Budget and routing policy

policy: ai_routing_and_budget
match:
  task_class: deterministic
route_to: rules_or_search
else_if:
  task_class: faq_stable
route_to: cached_context_model
else_if:
  task_class: retrieval_fresh
route_to: mid_tier_rag_model
else_if:
  task_class: complex_planning
route_to: high_capability_model
limits:
  daily_budget_by_workload: required
  per_request_token_cap: required
  per_task_cost_cap: required
actions:
  on_budget_breach:
    - downgrade_model
    - reduce_context
    - require_human_approval

Suggested SLOs

Domain Example SLO Why it matters
Serving 99.95% successful responses for critical tier Base availability target
Latency p95 TTFT under class-specific objective Separates prefill pain from decode pain
Quality Structured-output conformance ≥99% on governed endpoints Prevents silent parser breakage
Agentic execution Successful task completion within policy bounds ≥95% for approved task class Business-facing reliability indicator
Security 0 unauthorised privileged executions Hard safety goal
Governance 100% of promoted models and prompts carry lineage and evaluation metadata Auditability
FinOps 100% of requests attributable to owner, product, model, and workflow Enables unit economics

These SLOs are consistent with SRE practice, NIST TEVV expectations, and MLflow/OpenTelemetry observability capabilities, but the exact target values must be calibrated to business criticality.

Roadmap and open questions

The roadmap below assumes a starting point of fragmented experimentation and aims for an enterprise-grade platform inside roughly four programme waves. The ordering follows DORA’s J-curve insight: first stabilise the operating substrate, then scale autonomy, then optimise value and sustainability.

gantt
    title Enterprise AI architecture roadmap
    dateFormat  YYYY-MM-DD
    section Foundations
    Registry, lineage, identity, baseline tracing        :a1, 2026-06-01, 70d
    Gateway, routing, budget tagging                     :a2, 2026-06-15, 75d
    section Serving and knowledge
    vLLM and Ray production serving                      :b1, 2026-08-01, 90d
    RAG baseline and prompt registry                     :b2, 2026-08-15, 75d
    section Memory and agent execution
    KV cache offload and cache-aware routing             :c1, 2026-10-01, 80d
    Sandboxed agent runtime and approval service         :c2, 2026-10-15, 90d
    section Optimisation and governance
    FinOps unit economics and value council              :d1, 2026-12-01, 75d
    Sustainability accounting and vendor governance      :d2, 2027-01-15, 60d

A practical milestone plan is as follows.

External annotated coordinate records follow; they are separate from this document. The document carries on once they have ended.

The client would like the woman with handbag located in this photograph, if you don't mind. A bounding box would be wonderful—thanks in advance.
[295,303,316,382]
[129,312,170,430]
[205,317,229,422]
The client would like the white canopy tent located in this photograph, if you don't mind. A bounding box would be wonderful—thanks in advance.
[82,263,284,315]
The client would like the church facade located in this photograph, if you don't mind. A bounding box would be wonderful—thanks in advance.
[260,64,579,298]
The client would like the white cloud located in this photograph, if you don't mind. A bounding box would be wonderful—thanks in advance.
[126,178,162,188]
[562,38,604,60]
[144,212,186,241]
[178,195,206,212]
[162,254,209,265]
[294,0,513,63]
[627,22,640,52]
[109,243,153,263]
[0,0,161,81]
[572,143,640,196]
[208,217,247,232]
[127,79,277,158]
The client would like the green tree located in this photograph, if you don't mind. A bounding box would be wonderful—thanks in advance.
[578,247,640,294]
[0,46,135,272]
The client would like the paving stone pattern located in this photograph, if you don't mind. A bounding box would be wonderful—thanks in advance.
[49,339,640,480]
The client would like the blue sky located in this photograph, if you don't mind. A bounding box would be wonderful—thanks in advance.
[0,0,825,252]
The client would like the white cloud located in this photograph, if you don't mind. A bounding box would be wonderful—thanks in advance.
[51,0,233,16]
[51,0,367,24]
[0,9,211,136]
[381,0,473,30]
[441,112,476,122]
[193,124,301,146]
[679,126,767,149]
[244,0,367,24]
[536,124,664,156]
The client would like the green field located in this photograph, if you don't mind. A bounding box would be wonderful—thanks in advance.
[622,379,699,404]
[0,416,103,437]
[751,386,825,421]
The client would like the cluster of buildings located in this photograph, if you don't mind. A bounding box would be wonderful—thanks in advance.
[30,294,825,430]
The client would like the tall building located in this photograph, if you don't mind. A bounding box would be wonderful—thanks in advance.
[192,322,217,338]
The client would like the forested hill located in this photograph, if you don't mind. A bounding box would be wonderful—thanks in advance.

Milestone Primary owner Indicative effort Exit criteria
Control-plane foundation: registry, lineage, tracing, identity Platform + security Large Every deployment is versioned, attributable, and traceable
Production serving baseline: gateway, routing, vLLM, Ray, canaries Platform + SRE Large Stable tiered serving with rollback and SLOs
Knowledge plane baseline: hybrid retrieval + prompt registry Data/AI platform Medium Source-attributed answers with measurable grounding quality
Cache plane: offload, prefix-aware routing, LMCache-style tiering AI infra + SRE Medium to large Measured reduction in TTFT or cost for prefix-heavy workloads
Agent execution boundary: packets, approvals, sandboxing, deterministic checks App engineering + security Large No privileged autonomous execution without policy and verifier coverage
Value governance plane: showback, unit economics, routing controls FinOps + product + platform Medium Cost per verified outcome available by workload
Sustainability and vendor governance FinOps + procurement + compliance Medium Carbon and vendor-risk views attached to major AI workloads

Open questions and limitations. Two areas remain less standardised than the rest of the stack. First, token-level alignment methods such as RTO are promising but not yet as operationally standardised as LoRA/QLoRA + DPO-style pipelines; treat them as experimental unless your evaluation evidence is strong. Second, CAG-style knowledge patterns are highly effective for some bounded corpora, but refresh strategy, cache invalidation, and legal separation need sharper internal standards before broad enterprise reuse. Finally, specific gateway tools such as LLMTrace can be valuable, but they should be adopted only after internal security and performance review because they are product choices, not regulatory standards.